Built on the church’s newly installed flat rooftop, this project features 418 ReneSola panels with 1,000 VDC capability and 104 Hanwha panels with 600 VDC capability. According to SunLight General, the company elected to use Ecofoot 2 racking for its flexibility in tilt angle and to use four Solectria string inverters in order to hedge against a single point of failure in the system.
Noel Lafayette, the founder of SHR Energy Management, says that when he realized Black Rock was constructing a new building, he personally approached the church leadership and proposed that they integrate solar into their construction plan.
‘Being local to the area, I saw that the church was being built and the roof was going to be brand new,’ he says. ‘If you know you’re heading for new construction – whether you’re building from scratch, doing a major remodel or even just putting up a new roof – that’s the ideal time to involve solar.’
Stacey Hughes of SunLight General Capital says that although the project was initially scheduled for completion by November 2014, the project was delayed due to excessive snow and ice that persisted for nearly five months.
‘Everything got shut down. It was really April when we got moving again,’ she says.
In addition to the difficult winter season, Hughes says that financing a project of this size poses its own set of challenges. She explains that although the majority of commercial buildings in the U.S. could hold a solar project of this size, banks and other solar finance parties are sometimes wary of investing in a project that is too large to be residential but too small for the utility sector.
‘This is a very typical size for buildings in the country, but it’s the most difficult project to finance. It’s not very big; neither is it very small,’ she says. ‘I think we’re going to see a lot more investment in the coming years, but right now, it’s an investment in time and resources on a relatively small project.’
Despite this, Hughes says SunLight General was more than willing to finance the Black Rock project in order to get involved in the nonprofit space and to support community-oriented green energy.
‘A lot of our investors are interested in putting their money to work in a socially responsible way.
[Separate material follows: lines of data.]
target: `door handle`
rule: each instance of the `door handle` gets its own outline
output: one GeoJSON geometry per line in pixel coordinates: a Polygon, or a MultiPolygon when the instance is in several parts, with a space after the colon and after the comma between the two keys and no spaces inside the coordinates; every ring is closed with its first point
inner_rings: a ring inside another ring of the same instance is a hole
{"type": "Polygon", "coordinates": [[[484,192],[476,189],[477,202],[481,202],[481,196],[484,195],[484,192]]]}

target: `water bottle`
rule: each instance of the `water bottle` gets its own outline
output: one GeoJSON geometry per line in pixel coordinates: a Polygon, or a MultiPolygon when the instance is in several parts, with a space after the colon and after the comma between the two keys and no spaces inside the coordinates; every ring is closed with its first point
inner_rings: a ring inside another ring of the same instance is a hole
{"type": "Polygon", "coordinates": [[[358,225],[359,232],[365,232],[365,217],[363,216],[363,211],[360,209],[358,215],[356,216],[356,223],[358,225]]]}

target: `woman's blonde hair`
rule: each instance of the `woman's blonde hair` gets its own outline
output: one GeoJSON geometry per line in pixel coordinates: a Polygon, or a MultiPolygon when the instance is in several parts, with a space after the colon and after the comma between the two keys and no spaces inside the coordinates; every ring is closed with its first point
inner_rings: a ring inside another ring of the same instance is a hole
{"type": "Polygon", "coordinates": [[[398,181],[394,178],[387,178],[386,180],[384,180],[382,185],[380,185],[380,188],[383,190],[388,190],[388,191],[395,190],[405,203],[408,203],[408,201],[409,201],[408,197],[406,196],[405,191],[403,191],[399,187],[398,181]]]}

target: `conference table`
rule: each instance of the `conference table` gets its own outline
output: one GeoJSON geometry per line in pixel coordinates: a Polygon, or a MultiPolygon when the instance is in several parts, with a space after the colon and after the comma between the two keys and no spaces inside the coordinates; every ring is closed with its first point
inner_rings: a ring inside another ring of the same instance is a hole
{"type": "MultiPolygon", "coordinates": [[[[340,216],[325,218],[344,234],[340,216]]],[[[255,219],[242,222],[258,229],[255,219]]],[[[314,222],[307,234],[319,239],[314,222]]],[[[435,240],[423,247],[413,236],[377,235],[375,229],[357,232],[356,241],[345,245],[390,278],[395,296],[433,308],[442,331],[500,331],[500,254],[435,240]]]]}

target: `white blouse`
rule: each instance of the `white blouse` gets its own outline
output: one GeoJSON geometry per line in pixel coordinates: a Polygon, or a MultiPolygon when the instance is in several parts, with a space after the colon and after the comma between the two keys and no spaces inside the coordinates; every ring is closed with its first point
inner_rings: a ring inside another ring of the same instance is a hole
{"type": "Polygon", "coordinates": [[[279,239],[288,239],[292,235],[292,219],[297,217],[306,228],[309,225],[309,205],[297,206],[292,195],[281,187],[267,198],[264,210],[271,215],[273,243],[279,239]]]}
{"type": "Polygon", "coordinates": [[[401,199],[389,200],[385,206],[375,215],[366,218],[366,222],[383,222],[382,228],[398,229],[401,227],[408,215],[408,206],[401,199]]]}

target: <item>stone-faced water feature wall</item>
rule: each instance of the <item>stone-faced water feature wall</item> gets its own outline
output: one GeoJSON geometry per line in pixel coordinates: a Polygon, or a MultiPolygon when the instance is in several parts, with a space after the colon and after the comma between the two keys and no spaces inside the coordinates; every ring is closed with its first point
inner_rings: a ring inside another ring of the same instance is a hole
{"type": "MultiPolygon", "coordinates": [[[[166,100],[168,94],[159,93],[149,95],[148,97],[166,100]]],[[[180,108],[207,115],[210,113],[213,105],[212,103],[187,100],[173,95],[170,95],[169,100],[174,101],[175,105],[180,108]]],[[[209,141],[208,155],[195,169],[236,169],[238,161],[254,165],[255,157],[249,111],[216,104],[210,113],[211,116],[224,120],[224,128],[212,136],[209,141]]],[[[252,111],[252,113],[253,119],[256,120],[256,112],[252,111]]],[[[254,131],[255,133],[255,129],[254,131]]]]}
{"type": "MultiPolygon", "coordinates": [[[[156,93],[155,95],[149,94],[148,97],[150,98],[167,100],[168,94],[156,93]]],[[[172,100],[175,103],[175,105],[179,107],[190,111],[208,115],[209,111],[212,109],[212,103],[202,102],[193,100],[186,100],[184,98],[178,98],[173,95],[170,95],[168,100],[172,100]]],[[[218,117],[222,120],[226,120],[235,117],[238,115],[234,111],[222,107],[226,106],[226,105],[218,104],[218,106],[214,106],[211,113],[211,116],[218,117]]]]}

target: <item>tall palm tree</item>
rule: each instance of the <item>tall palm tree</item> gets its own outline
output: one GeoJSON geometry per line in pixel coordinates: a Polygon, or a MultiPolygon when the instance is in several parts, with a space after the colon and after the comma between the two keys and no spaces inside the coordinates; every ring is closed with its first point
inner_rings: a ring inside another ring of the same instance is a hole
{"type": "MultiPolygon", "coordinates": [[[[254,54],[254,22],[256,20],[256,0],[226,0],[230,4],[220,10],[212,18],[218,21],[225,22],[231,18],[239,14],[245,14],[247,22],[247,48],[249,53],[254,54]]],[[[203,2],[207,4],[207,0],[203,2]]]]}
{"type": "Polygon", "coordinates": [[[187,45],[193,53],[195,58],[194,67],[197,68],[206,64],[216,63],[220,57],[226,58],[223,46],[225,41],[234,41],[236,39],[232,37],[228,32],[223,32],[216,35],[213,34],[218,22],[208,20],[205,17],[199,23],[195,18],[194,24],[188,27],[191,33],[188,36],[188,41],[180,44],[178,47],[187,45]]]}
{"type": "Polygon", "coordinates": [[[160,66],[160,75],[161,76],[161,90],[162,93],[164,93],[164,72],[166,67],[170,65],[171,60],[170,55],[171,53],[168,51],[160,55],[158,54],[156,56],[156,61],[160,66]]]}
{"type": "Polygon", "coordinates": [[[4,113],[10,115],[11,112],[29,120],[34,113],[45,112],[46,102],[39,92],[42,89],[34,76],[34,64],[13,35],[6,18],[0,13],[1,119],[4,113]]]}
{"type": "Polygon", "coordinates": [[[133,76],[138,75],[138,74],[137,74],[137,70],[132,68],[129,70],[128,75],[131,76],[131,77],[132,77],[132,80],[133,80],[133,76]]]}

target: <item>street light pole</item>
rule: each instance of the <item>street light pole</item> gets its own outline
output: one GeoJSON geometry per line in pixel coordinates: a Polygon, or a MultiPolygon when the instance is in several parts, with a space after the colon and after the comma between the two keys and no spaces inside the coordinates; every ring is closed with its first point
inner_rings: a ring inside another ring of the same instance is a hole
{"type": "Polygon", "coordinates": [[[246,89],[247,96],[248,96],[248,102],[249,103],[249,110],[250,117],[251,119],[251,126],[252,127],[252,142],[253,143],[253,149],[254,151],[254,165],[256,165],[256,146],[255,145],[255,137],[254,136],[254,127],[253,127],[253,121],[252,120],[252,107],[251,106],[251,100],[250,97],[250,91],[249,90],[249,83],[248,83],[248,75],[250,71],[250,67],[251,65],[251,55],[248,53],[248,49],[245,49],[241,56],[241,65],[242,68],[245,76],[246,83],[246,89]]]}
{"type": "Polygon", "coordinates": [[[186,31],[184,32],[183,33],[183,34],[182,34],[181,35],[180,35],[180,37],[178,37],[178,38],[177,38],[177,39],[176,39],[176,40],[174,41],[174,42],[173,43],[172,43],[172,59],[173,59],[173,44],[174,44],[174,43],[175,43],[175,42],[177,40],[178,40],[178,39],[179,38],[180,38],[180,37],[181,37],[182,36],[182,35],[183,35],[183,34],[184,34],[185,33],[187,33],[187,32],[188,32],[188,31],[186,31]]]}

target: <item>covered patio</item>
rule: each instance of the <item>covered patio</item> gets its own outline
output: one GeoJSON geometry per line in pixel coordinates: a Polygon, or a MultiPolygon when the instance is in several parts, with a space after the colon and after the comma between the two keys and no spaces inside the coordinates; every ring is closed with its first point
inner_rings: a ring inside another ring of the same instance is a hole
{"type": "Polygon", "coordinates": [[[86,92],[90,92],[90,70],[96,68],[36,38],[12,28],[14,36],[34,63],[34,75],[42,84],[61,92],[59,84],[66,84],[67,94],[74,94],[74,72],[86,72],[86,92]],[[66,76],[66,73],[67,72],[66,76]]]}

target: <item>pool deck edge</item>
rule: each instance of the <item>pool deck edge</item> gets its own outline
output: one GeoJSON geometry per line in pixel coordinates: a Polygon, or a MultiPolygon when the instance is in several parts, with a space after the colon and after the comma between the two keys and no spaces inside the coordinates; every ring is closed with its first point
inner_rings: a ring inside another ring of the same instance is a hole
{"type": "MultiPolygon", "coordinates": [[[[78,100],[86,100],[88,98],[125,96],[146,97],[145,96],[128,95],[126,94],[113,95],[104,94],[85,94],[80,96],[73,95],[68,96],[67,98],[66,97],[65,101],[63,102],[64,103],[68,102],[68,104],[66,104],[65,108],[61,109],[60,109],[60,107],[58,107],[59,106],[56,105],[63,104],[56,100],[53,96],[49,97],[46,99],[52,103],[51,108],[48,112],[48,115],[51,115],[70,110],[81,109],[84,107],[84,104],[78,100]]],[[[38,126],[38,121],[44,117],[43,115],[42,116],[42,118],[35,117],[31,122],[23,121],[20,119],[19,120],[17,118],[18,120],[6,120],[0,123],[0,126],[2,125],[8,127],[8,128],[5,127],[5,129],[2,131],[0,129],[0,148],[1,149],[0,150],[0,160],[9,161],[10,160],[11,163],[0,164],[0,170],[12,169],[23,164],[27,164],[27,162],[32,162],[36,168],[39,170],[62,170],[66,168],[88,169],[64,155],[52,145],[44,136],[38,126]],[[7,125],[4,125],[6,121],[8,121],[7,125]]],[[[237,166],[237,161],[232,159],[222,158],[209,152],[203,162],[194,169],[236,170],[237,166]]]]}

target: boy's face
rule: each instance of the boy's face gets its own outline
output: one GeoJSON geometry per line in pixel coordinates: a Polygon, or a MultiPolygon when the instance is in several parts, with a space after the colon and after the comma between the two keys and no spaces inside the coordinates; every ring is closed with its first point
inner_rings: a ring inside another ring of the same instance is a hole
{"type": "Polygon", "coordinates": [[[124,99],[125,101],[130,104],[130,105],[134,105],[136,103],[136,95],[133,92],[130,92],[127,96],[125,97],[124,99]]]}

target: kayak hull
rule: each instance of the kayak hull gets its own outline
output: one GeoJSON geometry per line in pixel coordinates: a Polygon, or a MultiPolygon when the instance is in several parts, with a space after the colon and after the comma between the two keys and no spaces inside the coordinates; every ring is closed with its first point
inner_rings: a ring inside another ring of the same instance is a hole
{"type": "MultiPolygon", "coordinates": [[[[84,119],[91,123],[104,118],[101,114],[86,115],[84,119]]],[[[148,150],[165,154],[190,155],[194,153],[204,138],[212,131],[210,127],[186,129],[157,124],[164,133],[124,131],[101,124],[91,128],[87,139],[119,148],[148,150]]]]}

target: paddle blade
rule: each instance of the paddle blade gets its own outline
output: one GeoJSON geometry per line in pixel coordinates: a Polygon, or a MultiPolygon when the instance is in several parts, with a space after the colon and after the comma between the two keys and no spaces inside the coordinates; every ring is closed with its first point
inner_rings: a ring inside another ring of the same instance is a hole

They like solar in general, but particularly for a nonprofit,’ she adds. ‘It’s really a double win.’
The project was financed at no cost to the church, and Black Rock agreed to purchase the project’s output under a standard long-term power purchase agreement.
Lafayette says Black Rock leadership and the building committee of volunteers were extremely supportive throughout development.
‘These guys were really great to work with. They were very energy-conscious, and they understood all of the implications of the program,’ he says. ‘They designed [the building] from the get-go for maximum energy efficiency – every light bulb in there is LED – so solar just made sense. Working with the church was probably one of the better experiences I’ve had as a developer.’
According to Lafayette, the Black Rock project demonstrates how solar development is beneficial from a financial, environmental and community standpoint – even for projects that financiers may deem an ‘unfavorable’ size.
‘Solar is for everybody, and I don’t mean that in a tree-hugging way. Solar is applicable economically as well as environmentally to the middle market,’ he says. ‘This is a perfect case in point.’